Sign in to follow this  
noodleBowl

DX11 Constant buffer and names?

Recommended Posts

I've gotten to part in my DirectX 11 project where I need to pass the MVP matrices to my vertex shader. And I'm a little lost when it comes to the use of the constant buffer with the vertex shader

I understand I need to set up the constant buffer just like any other buffer:

1. Create a buffer description with the D3D11_BIND_CONSTANT_BUFFER flag
2. Map my matrix data into the constant buffer
3. Use VSSetConstantBuffers to actually use the buffer

But I get lost at the VertexShader part, how does my vertex shader know to use this constant buffer when we get to the shader side of things

In the example I'm following I see they have this as their vertex shader, but I don't understand how the shader knows to use the MatrixBuffer cbuffer. They just use the members directly. What if there was multiple cbuffer declarations like the Microsoft documentation says you could have?

//Inside vertex shader
cbuffer MatrixBuffer
{
    matrix worldMatrix;
    matrix viewMatrix;
    matrix projectionMatrix;
};

struct VertexInputType
{
    float4 position : POSITION;
    float4 color : COLOR;
};

struct PixelInputType
{
    float4 position : SV_POSITION;
    float4 color : COLOR;
};

PixelInputType ColorVertexShader(VertexInputType input)
{
    PixelInputType output;
    

    // Change the position vector to be 4 units for proper matrix calculations.
    input.position.w = 1.0f;

    // Calculate the position of the vertex against the world, view, and projection matrices.
    output.position = mul(input.position, worldMatrix);
    output.position = mul(output.position, viewMatrix);
    output.position = mul(output.position, projectionMatrix);
    
    // Store the input color for the pixel shader to use.
    output.color = input.color;
    
    return output;
}

 

Share this post


Link to post
Share on other sites

You'll notice on the VS/GS/PS SetConstantBuffers function there is a start slot argument, and an input array of constant buffer pointers.

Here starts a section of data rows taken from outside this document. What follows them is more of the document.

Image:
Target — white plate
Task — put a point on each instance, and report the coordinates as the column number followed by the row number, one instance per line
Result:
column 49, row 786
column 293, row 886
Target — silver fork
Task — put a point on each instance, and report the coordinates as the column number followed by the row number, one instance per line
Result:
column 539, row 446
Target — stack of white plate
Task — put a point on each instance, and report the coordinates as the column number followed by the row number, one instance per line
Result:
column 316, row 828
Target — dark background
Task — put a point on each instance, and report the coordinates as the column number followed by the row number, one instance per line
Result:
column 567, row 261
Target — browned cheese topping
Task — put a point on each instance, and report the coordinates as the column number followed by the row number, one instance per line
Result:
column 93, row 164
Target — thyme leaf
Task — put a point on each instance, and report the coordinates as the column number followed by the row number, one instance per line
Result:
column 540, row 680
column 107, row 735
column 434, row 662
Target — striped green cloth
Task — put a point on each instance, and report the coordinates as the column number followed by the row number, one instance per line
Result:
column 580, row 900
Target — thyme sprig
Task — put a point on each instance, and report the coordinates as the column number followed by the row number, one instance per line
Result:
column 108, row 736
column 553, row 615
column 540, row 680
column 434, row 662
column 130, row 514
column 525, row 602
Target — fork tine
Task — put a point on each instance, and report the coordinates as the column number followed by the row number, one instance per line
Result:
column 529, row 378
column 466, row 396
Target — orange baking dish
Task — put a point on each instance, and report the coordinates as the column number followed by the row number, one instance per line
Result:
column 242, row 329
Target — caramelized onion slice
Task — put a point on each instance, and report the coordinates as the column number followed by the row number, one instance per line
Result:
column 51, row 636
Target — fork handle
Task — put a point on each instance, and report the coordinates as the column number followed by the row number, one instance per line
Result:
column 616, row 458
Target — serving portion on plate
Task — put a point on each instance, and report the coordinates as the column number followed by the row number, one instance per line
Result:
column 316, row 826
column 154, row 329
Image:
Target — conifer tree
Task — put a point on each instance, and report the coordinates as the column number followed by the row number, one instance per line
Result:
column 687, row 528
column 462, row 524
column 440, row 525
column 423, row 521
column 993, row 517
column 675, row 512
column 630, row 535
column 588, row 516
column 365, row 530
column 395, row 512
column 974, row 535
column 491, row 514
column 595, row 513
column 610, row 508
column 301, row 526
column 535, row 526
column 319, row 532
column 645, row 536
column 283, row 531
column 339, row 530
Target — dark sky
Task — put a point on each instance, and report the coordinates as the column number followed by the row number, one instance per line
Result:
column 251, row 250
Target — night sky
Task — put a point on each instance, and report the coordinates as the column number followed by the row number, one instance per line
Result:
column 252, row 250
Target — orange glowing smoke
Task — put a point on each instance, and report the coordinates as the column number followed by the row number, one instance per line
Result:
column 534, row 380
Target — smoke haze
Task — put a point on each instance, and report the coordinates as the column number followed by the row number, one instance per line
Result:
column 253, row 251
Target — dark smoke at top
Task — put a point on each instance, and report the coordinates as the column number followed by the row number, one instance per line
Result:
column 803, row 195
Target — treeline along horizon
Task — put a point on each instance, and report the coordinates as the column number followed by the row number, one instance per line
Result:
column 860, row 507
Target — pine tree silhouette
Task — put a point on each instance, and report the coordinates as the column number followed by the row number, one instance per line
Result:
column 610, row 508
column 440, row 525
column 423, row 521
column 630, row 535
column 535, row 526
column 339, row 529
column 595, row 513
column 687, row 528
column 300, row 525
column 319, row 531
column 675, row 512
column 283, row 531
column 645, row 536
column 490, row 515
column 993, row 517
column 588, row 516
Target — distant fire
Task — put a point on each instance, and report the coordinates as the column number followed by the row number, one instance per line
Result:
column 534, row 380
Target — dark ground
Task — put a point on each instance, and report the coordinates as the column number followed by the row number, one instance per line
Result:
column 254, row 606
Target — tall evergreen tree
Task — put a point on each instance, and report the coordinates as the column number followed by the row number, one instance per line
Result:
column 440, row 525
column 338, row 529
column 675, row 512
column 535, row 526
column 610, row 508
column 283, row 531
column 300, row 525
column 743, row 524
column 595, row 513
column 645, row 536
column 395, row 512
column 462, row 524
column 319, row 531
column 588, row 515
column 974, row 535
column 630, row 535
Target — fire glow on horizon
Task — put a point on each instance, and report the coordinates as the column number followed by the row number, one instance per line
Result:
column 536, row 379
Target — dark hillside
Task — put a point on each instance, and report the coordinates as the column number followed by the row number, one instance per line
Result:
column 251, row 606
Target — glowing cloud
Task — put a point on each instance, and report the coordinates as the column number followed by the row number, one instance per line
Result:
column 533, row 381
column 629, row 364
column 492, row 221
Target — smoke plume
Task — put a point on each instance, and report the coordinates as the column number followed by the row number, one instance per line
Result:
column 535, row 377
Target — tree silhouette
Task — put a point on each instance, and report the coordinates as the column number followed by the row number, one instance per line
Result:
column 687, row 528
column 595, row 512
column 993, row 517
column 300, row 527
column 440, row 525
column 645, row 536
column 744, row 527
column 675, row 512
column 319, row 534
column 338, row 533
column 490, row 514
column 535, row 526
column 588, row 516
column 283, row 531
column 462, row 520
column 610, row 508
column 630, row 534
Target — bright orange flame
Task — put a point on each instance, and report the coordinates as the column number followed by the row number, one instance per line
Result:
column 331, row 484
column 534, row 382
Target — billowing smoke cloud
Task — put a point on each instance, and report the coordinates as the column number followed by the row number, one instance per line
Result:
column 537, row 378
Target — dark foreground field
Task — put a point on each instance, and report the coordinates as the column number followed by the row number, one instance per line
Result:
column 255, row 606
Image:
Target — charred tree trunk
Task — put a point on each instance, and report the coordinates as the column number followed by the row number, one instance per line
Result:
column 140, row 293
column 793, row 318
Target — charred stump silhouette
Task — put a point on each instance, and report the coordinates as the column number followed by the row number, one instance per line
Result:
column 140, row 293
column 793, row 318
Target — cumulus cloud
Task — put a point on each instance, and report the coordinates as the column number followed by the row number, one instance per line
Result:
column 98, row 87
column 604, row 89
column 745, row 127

When a shader is compiled it assigns a constant buffer slot to each of the cbuffers in the shader. The example shader you posted makes it easy because there is only one constant buffer, which means that it's assigned to slot/register 0. There are 16 constant buffer registers but you shouldn't need that many.

I personally do not trust automatic register assignment at all! I believe it assigns them from top-to-bottom, but if you are paranoid like me you can set the constant buffer slot like so:

cbuffer MatrixBuffer : register(b0)
{
    matrix worldMatrix;
    matrix viewMatrix;
    matrix projectionMatrix;
};

where MatrixBuffer is now assigned to constant buffer slot/register 0.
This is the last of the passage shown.